Heute gehts es ums Wasser.
Radfahren in Timisoara und Umgebung kann auch ganz anders ausehen. Wie der Radweg entlang des Bega-Kanals zum Beispiel (Wasser 1). Die Bega ist ein Fluss von rund 250 km Länge, der in die Theiss mündet und dabei so gut wie kein Gefälle aufweist. Die Folge davon war lange Zeit, dass die Gegend entlang des Flusses ein einziger Sumpf war. Schon in den ersten Jahren nach der Übernahme des Gebiets durch die Habsburger am Beginn des 18. Jahrhunderts wurde der Fluss daher kanalisiert und erst dadurch entstand die fruchtbare Agrarlandschft links und rechts, die wir heute sehen als wir dem Kanal folgen.

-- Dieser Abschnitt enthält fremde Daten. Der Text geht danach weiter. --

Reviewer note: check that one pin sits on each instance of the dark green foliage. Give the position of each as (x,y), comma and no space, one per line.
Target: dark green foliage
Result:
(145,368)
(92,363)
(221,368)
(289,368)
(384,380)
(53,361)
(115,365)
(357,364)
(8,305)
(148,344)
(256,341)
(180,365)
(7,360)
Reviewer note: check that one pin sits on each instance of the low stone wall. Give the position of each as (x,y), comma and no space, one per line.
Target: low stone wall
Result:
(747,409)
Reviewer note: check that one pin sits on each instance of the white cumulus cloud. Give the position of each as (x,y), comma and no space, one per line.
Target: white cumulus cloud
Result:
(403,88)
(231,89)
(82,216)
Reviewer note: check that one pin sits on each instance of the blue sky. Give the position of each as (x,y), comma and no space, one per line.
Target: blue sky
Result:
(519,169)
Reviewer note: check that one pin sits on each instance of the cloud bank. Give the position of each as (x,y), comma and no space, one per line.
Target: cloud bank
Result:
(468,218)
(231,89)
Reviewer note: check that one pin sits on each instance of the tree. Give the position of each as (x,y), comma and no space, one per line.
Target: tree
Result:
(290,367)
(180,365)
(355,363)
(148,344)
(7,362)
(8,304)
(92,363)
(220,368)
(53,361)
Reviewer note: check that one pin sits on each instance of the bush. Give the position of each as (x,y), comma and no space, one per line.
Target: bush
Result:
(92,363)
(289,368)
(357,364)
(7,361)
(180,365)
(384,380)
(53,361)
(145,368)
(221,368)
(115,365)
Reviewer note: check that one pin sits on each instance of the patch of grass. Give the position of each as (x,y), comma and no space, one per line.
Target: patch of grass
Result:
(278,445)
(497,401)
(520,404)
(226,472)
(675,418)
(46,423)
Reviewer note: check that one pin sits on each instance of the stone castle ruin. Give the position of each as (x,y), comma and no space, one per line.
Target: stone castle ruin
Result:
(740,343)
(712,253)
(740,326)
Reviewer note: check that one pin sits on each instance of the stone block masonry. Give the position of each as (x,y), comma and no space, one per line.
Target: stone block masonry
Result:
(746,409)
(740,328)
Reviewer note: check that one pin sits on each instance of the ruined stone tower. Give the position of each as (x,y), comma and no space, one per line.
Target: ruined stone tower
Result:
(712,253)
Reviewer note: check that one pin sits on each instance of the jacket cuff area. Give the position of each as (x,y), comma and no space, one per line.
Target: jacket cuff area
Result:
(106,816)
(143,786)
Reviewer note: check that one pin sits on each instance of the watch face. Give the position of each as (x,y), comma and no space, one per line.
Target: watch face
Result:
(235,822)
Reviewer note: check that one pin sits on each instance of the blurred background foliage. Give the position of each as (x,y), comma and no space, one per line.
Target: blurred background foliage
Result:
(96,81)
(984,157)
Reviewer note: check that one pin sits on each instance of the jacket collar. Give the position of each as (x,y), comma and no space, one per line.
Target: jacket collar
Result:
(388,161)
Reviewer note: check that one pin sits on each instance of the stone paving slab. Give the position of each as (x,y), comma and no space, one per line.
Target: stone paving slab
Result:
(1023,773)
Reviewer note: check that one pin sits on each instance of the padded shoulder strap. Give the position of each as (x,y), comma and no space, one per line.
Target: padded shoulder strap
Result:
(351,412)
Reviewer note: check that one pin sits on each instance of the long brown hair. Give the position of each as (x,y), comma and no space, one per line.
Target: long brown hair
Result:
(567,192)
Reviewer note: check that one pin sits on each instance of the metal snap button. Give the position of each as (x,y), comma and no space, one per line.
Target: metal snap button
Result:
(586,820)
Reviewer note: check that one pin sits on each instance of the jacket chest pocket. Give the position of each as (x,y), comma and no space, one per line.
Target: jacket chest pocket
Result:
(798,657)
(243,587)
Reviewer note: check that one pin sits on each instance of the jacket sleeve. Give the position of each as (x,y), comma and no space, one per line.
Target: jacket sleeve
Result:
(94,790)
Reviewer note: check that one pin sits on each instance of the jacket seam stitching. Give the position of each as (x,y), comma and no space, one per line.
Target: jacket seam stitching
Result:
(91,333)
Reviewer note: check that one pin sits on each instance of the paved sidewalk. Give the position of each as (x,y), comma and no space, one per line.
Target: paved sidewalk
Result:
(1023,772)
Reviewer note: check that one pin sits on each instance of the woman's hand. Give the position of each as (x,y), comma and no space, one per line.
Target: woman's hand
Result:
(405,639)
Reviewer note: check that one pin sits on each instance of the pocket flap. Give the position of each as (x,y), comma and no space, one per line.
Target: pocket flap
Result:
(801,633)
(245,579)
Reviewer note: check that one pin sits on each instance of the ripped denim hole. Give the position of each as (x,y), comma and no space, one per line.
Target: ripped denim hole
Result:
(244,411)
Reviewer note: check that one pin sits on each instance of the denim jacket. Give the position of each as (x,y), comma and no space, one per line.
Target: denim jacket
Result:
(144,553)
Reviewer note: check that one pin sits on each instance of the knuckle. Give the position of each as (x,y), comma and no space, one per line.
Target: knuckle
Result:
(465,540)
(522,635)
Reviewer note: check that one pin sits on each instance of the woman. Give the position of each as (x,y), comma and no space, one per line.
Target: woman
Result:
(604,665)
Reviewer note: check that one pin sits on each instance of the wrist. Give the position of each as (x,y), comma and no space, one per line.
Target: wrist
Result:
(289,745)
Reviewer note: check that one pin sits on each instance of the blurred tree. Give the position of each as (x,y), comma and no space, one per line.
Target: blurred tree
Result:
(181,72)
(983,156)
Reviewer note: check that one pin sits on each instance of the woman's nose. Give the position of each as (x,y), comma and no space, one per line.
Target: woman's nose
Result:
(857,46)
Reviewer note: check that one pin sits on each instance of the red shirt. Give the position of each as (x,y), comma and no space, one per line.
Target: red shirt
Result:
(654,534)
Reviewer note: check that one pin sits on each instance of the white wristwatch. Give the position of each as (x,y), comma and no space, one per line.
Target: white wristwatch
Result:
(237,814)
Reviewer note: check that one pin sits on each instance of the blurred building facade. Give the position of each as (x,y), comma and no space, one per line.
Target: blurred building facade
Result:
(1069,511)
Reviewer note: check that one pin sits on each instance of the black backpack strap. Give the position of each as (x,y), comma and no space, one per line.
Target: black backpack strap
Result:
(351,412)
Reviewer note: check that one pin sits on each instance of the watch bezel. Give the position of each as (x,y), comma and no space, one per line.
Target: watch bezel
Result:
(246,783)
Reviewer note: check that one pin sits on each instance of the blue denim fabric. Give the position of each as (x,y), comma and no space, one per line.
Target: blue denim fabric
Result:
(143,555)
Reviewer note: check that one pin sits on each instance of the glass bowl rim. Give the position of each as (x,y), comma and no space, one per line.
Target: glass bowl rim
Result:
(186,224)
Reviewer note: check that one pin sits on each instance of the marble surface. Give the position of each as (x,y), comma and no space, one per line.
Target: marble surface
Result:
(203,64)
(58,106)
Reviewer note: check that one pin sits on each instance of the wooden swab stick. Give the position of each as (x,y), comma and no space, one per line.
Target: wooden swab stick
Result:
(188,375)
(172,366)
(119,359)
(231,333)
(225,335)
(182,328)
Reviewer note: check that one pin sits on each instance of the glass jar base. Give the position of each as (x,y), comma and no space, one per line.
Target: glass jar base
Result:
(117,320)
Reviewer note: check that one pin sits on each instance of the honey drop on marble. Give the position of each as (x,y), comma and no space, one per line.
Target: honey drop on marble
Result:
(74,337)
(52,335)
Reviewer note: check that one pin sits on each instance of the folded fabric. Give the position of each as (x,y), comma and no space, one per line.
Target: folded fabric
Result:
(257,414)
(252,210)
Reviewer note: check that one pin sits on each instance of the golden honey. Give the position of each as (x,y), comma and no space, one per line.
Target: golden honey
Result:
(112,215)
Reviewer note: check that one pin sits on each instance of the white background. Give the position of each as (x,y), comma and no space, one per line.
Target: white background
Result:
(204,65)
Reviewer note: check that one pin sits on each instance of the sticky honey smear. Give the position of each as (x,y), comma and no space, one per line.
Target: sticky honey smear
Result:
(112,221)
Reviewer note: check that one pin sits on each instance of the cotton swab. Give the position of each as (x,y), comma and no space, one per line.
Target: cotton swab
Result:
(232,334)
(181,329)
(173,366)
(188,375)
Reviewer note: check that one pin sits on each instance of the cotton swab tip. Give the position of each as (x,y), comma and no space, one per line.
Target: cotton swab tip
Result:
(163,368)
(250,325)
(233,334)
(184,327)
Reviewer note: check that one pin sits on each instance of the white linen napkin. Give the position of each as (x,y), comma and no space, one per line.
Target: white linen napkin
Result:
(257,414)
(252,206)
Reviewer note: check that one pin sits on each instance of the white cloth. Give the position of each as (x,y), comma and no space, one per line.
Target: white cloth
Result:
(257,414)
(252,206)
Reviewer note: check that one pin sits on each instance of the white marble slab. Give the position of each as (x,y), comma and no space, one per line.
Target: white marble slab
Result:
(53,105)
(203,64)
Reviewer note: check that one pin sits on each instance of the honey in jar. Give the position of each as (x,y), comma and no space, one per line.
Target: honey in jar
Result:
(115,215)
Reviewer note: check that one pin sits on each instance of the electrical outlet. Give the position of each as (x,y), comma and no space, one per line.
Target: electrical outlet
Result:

Im Prinzip könnte man dem Kanal schnurgerade bis Zrenjanin enlang fahren und am Wochenende kann man das auch tatsächlich, auf einem ein wenig schmalen aber sonst sehr ordentlichen Radweg. Unter der Woche aber hat der Grenzübergang nicht geöffnet, was uns rund 25 km Umweg beschert. Der Grenzübergang, der auch unter der Woche offen hält, liegt in the middle of nowere und ist aus der Kategorie “einmal in der Stunde ein Auto” oder in unserem Fall zwei Fahrräder. Vorher Felder und Banater Dörfer, danach Banater Dörfer und Felder und wir sehen auf der ganzen Fahrt gefühlt so viele Autos wie uns gestern in Richtung Sibiu knapp überholt haben – in 10 Minuten.
Jetzt sind wir in einer recht hübschen Stadt mit einem kleinen Problem. Im Hotel glaubt Ulrich zunächst, dass er vergessen hat die Toilettenspülung zu drücken und holt das schnell noch nach. Das Wasser (Wasser 2) aber, das da nachkommt, hat die gleiche gelbliche Farbe und auch unsere Radtrikots sind nicht so staubig wie das Waschwasser suggeriert. Die Auflösung kommt von einem Schild an der Badezimmerwand: dieses Wasser darf man nicht trinken. OK, dann besorgen wir uns halt eine Wasser aus der Flasche und das ist es auch, was die Bevölkerung der Stadt macht seit sie denken kann, erzählt die Rezeptionistin. Das Problem ist nämlich keines des Hotels sondern eigentlich müsste das die Stadt beheben, kann oder will aber nicht und so kaufen alle Bewohner*innen seit Jahrzehnten Trinkwasser zum Trinken und Kochen. Zum Duschen ist es OK und ungefährlich. Das Wasser ist durch Arsen und Blei verunreinigt und die Versuche das zu beheben sind inzwischen Legion, aber noch immer kommt etwas aus der Leitung, das eher an einen dünnen Kamillentee erinnert als an normales Trinkwasser.
Nach dem Gewitter – die Gegend hier kann auch diese plötzlich über den Feldern entstehenden Wärmegewitter – machen wir uns auf zu einem Spaziergang durch die Stadt und zu Wasser 3: es gibt hier eine “trockene Brücke”, d.h. eine Brücke, die über eine Wiese führt. Das kommt daher, dass man in den 80er Jahren den Lauf der Bega verändert und eine Schleife des Flusses trocken gelegt und zu einem Park( und ‑platz) umgebaut hat, aber damals gab es schon seit 20 Jahren eine Brücke über den Kanal. Man hat sie stehen gelassen und langsam ein wenig verfallen. Inzwischen darf man sie nicht mehr betreten und die Stadt wollte sie auch schon abtragen lassen, aber das absurde Bauwerk aus Stahlbeton ist heute so etwas wie ein Wahrzeichen der Stadt – die Bevölkerung war dagegen, die Brücke bleibt.